Maker Faire NYC

We got in touch with the organizers of Maker Faire, an international event organized by Make Magazine to "celebrate arts, crafts, engineering, science projects and the Do-It-Yourself (DIY) mindset." The first convention was held in the Bay Area in 2006, but has since expanded to satellite locations each year across the US, Canada, and the UK.

Our iGEM team was invited to 2011 Maker Faire NYC, which drew over 25,000 people to the New York Hall of Science in Queens for a weekend of interactive exhibits, hands-on activities, and creative dialogue.

We set up a Maker booth alongside hundreds of other inventors, artists, and engineers. Our exhibit featured a diorama of RegoBricks on a landscape of Martian soil simulant, and petri dishes of our S. pasteurii changing environmental pH via the urease enzyme.

Our project was admittedly loftier and more conceptual than many of the inventions and crafts featured at Maker Faire, but space exploration clearly was a well received topic. The Brown-Stanford table received a constant stream of visitors throughout the weekend. We passed out over 300 pamphlets and talked with a few hundred people of all ages and sizes!.

Our popularity was highlighted by the reception of two separate Maker Faire Editor's Choice blue ribbons!! (See slide show.)
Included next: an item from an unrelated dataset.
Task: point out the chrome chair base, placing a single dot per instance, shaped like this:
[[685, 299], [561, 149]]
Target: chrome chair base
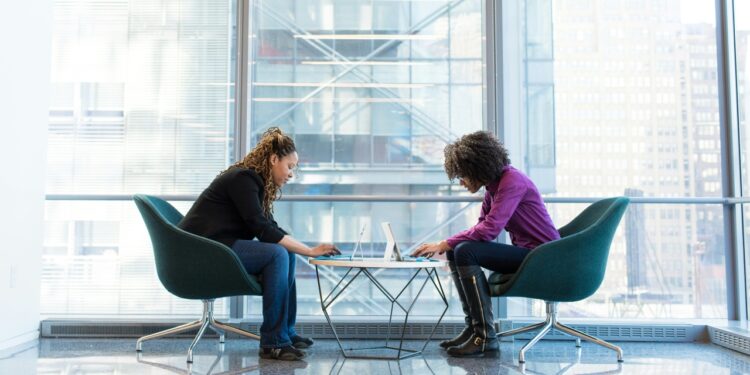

On the human practice considerations of our project (the focus of an online feature we produced), we had many in depth conversations at Maker Faire. People expressed their opinions how we should be expanding into space, or whether we should be expanding at all. We also tried to capture a range of public sentiment with our interactive survey.

The Survey Board Was a Hit Among Fair Attendees, Attracting over 200 Answers. This picture was taken three quarters through the Faire.
Survey Question 1
Survey Question 2
Survey Question 3

It seemed like everyone was excited by the idea of using engineered biology for space. One recurring questions we encountered was, "how far in the future is all of this?" The current capabilities of synthetic biology were often a little unclear; some people already seized on the idea of synthesizing life and offered us grand suggestions for additional Mars BioTools (genetically modified astronauts?). Other people were incredulous towards something as familiar to us as a DNA Registry. It is worth reflecting on the power of science, and scientists, to capture the public imagination, even when it is not fully understood.